A disability support pensioner who bashed another man with a trolley pole while on parole after helping lure the victim to a house in Kaleen will spend at least another two years behind bars.
Michael John Barron, 35, was on Tuesday sentenced in the ACT Supreme Court to three years and nine months in prison for intentionally inflicting grievous bodily harm, after a discount was applied for his early guilty plea.
Barron and two others arranged on February 23 for the victim to come to the house to collect his belongings after a dispute. The three co-offenders were lying in wait to assault him when he arrived. The court heard the closed-circuit television system at the house had been switched off before the victim arrived.
One of Barron's co-offenders said in a phone call that night the victim was, "Going on a long holiday".
After the victim arrived the following afternoon, Barron used a pole taken from a shopping trolley handle, which the court heard was between 1.5 and 2 feet long, to strike the victim. The victim began to bleed profusely.
The court heard the victim, who had been loading his belongings into a ute, was defenceless at the time of the attack.
After beating the victim, Barron told him to, "F--- off, and don't come back".
The court heard the victim suffered a chipped tooth, broken finger, fractured skull and deep lacerations in his head, which left his skull visible above the left eye.
A medical assessment completed shortly after the incident found the victim was susceptible to permanent facial scarring, reduced finger movement and head trauma which could lead to future mental impairment, but the court heard there was no evidence this had happened.
After the attack, Barron and one of his co-offenders tried to frame a third co-offender in a series of text messages.
Chief Justice Helen Murrell said Barron had "somewhat reasonable prospects" of rehabilitation but the only appropriate sentence was a period of imprisonment. Barron had a significant history of illicit substance abuse and although he was keen to stay abstinent, he was vulnerable to relapse, she said.

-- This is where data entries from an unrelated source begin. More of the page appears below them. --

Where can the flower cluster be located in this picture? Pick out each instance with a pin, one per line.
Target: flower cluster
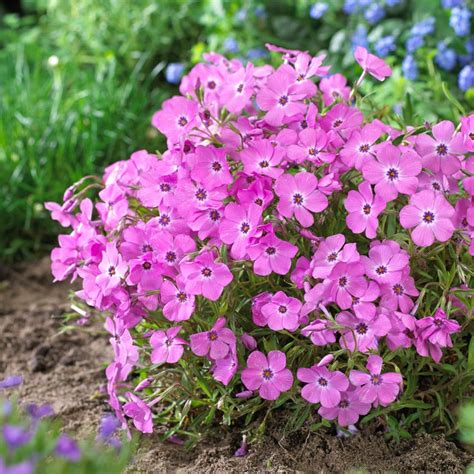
(276, 239)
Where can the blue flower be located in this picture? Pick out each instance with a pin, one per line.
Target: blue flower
(460, 20)
(424, 27)
(384, 46)
(174, 72)
(445, 57)
(413, 43)
(230, 45)
(466, 78)
(410, 67)
(318, 10)
(451, 3)
(359, 38)
(374, 13)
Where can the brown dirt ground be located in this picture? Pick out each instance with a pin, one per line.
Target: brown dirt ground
(67, 371)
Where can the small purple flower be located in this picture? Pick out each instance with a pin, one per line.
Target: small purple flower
(67, 448)
(12, 381)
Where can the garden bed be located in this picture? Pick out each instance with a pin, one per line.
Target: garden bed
(67, 371)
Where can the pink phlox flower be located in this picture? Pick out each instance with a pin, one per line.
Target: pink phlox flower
(224, 369)
(372, 64)
(361, 146)
(139, 412)
(267, 374)
(271, 254)
(217, 342)
(259, 193)
(386, 262)
(283, 96)
(176, 118)
(361, 334)
(204, 276)
(393, 172)
(301, 272)
(258, 302)
(166, 346)
(376, 388)
(239, 226)
(429, 214)
(434, 333)
(210, 166)
(363, 306)
(178, 304)
(312, 146)
(398, 295)
(238, 89)
(262, 158)
(322, 386)
(146, 271)
(364, 209)
(334, 88)
(349, 409)
(332, 250)
(402, 332)
(320, 332)
(282, 312)
(206, 222)
(347, 281)
(299, 196)
(441, 152)
(114, 207)
(112, 269)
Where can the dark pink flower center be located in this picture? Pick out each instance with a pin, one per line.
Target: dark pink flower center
(206, 272)
(245, 227)
(214, 215)
(164, 220)
(428, 217)
(381, 270)
(181, 296)
(216, 166)
(201, 194)
(398, 289)
(376, 379)
(392, 174)
(182, 121)
(442, 149)
(322, 381)
(298, 199)
(361, 328)
(267, 374)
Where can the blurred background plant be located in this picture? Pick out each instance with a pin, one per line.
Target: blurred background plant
(31, 441)
(80, 79)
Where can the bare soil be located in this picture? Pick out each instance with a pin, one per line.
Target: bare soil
(66, 370)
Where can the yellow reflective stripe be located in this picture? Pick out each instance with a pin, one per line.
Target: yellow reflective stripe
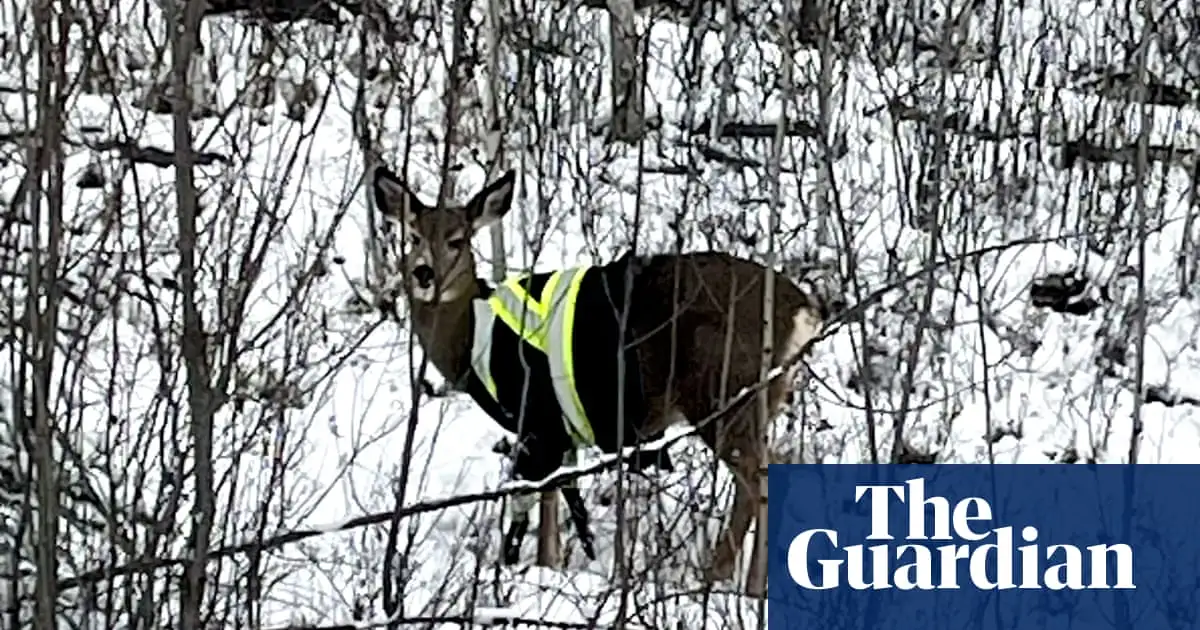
(549, 325)
(567, 360)
(514, 306)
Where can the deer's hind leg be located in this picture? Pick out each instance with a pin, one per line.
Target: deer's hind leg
(742, 444)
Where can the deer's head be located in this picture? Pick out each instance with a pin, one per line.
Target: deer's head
(433, 243)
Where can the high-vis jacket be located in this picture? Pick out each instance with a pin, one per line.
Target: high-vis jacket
(547, 324)
(545, 349)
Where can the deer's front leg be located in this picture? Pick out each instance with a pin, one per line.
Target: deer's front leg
(531, 462)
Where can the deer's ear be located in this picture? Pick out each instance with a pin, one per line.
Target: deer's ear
(393, 197)
(493, 202)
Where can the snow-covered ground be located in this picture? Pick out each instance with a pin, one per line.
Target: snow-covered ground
(342, 444)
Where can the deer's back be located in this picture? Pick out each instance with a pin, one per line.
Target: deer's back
(714, 301)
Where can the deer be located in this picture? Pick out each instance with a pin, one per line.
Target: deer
(541, 353)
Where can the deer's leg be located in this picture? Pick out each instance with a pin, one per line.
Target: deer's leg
(736, 447)
(743, 448)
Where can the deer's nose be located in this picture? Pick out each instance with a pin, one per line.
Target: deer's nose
(424, 276)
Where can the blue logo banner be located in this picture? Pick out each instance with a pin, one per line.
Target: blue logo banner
(983, 547)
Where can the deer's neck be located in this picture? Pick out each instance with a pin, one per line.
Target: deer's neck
(445, 334)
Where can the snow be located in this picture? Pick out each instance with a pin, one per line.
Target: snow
(335, 453)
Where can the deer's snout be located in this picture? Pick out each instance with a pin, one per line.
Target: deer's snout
(424, 276)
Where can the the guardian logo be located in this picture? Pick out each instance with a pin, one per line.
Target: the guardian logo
(987, 558)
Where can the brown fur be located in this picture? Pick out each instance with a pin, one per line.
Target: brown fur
(682, 342)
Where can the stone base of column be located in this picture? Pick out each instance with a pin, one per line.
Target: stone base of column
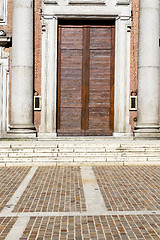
(147, 132)
(22, 131)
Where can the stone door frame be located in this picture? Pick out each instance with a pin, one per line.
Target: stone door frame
(4, 92)
(50, 18)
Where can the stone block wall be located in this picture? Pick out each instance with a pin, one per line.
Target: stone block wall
(38, 29)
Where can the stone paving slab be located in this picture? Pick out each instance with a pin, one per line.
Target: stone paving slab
(129, 188)
(10, 179)
(65, 203)
(6, 224)
(93, 228)
(53, 189)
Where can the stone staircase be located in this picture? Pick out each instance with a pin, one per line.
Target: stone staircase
(104, 150)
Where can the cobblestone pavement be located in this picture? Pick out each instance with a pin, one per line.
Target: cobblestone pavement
(80, 202)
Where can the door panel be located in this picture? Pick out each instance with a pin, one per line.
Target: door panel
(85, 79)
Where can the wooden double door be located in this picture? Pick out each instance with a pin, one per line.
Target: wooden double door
(85, 78)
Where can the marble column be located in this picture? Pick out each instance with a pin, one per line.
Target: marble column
(22, 69)
(148, 70)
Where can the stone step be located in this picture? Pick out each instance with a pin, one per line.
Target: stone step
(79, 150)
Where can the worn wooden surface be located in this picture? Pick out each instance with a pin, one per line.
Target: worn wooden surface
(85, 79)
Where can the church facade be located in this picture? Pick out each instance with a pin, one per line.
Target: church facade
(79, 68)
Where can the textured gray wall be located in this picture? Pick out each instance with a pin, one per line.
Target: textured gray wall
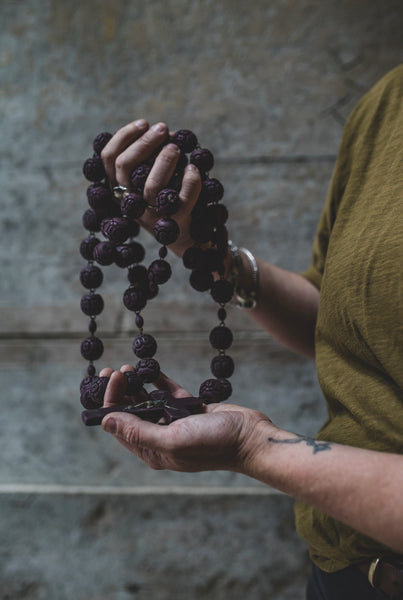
(267, 86)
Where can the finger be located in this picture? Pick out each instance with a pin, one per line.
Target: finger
(138, 152)
(118, 143)
(161, 172)
(165, 383)
(115, 390)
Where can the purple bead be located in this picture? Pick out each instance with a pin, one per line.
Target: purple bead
(93, 391)
(92, 304)
(91, 277)
(215, 390)
(92, 348)
(93, 169)
(91, 220)
(201, 231)
(212, 189)
(201, 280)
(160, 271)
(144, 345)
(221, 337)
(100, 141)
(222, 366)
(167, 202)
(139, 176)
(134, 299)
(115, 229)
(203, 159)
(166, 231)
(104, 253)
(148, 369)
(134, 383)
(222, 291)
(100, 198)
(133, 205)
(184, 139)
(87, 247)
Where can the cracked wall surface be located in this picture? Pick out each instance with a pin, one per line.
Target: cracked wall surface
(267, 87)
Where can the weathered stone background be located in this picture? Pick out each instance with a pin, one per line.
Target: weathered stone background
(267, 86)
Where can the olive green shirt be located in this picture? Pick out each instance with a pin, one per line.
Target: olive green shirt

Barron's role in the attack meant his culpability was significantly greater than his co-offenders and he had potentially been motivated by a desire for retribution or to correct a perceived wrong, Chief Justice Murrell said.
Barron's co-offenders, Jennie Louise Wright and Brandon Ashley Edgerton, on Tuesday had their matters adjourned for sentencing next year.
Barron will be eligible for release on parole in October 2022.